Over the years, the personnel of the Audit Service, those easily susceptible to corruption, have developed a sixth sense of determining how much the accounts department of any unit had amassed from the totality of their annual expenditure; and therefore are able to negotiate a compensation so that they do not find much fault with the accounts to be audited.

Indeed, sometimes on the reverse, the audit teams are threatened with juju or other forms of threat, including death, to the extent that some visiting audit team members refuse normal courtesies as food, water and accommodation for good reason.
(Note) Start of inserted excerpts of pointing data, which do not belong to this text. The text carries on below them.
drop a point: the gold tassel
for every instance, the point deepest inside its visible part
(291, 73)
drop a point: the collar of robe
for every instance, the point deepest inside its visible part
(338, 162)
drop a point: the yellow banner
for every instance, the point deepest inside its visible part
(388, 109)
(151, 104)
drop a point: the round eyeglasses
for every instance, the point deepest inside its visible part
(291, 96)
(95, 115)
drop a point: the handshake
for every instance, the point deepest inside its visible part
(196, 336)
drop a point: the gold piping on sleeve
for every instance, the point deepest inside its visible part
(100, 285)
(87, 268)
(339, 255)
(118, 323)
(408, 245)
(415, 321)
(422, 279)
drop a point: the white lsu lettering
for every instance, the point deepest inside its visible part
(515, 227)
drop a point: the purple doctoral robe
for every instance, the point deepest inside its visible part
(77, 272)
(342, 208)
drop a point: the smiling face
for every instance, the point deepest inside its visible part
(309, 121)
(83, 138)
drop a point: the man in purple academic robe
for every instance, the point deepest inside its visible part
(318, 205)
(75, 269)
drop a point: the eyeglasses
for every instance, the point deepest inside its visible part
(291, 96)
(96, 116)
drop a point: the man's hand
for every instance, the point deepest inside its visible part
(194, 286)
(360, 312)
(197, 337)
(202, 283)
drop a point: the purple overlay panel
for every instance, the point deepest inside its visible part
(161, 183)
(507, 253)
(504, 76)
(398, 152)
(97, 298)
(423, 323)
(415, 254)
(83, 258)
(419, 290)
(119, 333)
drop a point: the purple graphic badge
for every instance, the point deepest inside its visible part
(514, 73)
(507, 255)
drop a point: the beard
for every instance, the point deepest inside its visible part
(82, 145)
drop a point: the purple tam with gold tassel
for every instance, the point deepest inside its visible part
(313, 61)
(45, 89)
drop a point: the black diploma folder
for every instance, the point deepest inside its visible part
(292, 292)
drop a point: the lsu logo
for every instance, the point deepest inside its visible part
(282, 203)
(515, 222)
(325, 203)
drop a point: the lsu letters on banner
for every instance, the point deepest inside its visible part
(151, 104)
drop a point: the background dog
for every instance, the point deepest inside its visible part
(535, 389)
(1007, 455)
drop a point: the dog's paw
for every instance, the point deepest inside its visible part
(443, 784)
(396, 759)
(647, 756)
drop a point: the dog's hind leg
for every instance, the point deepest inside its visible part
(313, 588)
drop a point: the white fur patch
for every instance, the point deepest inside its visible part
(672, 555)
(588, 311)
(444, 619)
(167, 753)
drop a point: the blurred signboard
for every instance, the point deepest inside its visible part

If we really want to curb corruption, we need more stringent measures, including the publication of the assets of the chief directors or permanent secretaries, accountants and auditors of both the public and civil services. This should include the assets filed on date of appointment and assets declared annually thereafter so that a SPECIAL UNIT of the Head of Civil or Public Service, verifies these on annual basis to curb corruption.

There should also be regular ‘LIFESTYLE AUDITS’ for selected public and civil servants, particularly politicians who occupy public offices, who ought to file their assets declarations on entering public spaces and after leaving offices. It is indeed for this reason that some of us are still surprised that nothing public has come out from the ‘GIFTING FOREVER or FOR LIFE’ WILL episode? The government ought to know that this is not a dead case yet as it will surely be resurrected soonest on change of governments one day.

It should also be possible for all projects funded by state to be audited by a special team of specialists to ensure value for money on all projects.

Corruption in the third world, including Ghana, is an alternate national economy, which fuels the booming real estate industry in the midst of poverty and our collapsed economy, otherwise how on earth can the political class on the assumption of offices within a year undertake such huge investments into real estate, whilst everybody else is crying to the high heavens that “WE ARE SUFFERING”, to quote a popular politician?

Change is gonna come, sooner than we think; need I say more?